# Discrete Math Question

1. Oct 23, 2014

### pyronova

• Member warned about not using the homework template
Show that A - (B intersection C) = (A - B) union (A - C)

Right Hand Side = ( A - B) union ( A - C)
= (A intersection B) union (A intersection C)
= A - (B intersection C) ?

Easy problem but confused..thanks

2. Oct 23, 2014

### PeroK

Note that $A - B = A \cap B'$

You could solve this by showing that $x \in LHS \ \ \Rightarrow \ \ x \in RHS$ and vice versa.

3. Oct 23, 2014

### GFauxPas

Not sure why this is in the Engineering forum.
Mod note: It's now in the Precalc section.
One way to prove equality of sets is to show each is a subset of the other.
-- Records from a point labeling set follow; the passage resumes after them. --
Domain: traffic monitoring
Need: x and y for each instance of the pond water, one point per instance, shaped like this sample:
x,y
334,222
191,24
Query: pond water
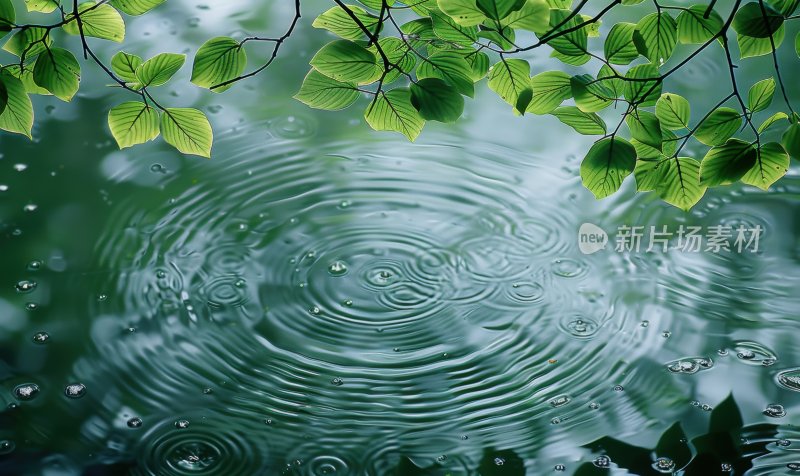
x,y
320,299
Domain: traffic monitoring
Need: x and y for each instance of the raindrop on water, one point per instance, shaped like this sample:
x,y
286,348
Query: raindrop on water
x,y
41,337
181,424
664,465
337,268
775,410
25,286
26,391
602,461
75,390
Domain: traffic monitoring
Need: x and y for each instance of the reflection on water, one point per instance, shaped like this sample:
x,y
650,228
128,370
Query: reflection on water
x,y
318,300
307,306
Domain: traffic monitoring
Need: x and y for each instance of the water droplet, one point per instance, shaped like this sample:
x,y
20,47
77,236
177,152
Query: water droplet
x,y
664,465
26,286
775,410
26,391
602,461
789,379
181,424
75,390
41,337
6,447
337,268
560,400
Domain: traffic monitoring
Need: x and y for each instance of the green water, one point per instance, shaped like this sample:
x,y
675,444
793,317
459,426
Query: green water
x,y
321,299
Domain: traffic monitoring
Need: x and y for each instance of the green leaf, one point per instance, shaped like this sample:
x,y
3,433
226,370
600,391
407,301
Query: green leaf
x,y
187,130
673,111
133,123
505,40
644,93
436,100
219,60
573,43
26,76
785,7
43,6
98,21
463,12
159,69
648,173
771,165
58,71
338,21
345,61
499,9
28,42
451,67
586,123
751,21
606,165
7,17
321,92
760,95
590,95
679,183
578,60
727,163
448,30
550,89
136,7
399,54
533,16
393,111
18,114
656,36
694,28
125,66
667,147
772,120
509,78
719,126
750,46
645,128
619,47
791,140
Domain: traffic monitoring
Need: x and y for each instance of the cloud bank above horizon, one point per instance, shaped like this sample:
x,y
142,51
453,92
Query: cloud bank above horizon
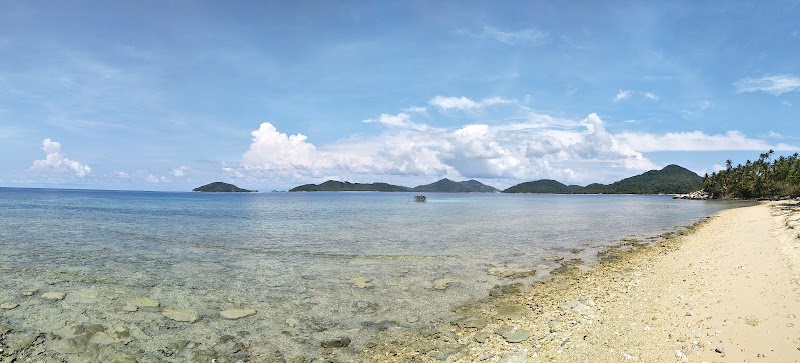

So you want to prove that:
$a \land \neg (b \land c) \implies (a \land \neg b) \lor (a \land \neg c)$
$(a \land \neg b) \lor (a \land \neg c) \implies a \land \neg (b \land c)$
I'd use DeMorgan's on the LHS on the first and on the RHS on the second, personally.
edit: or factor, if your professor allows you to do it that way.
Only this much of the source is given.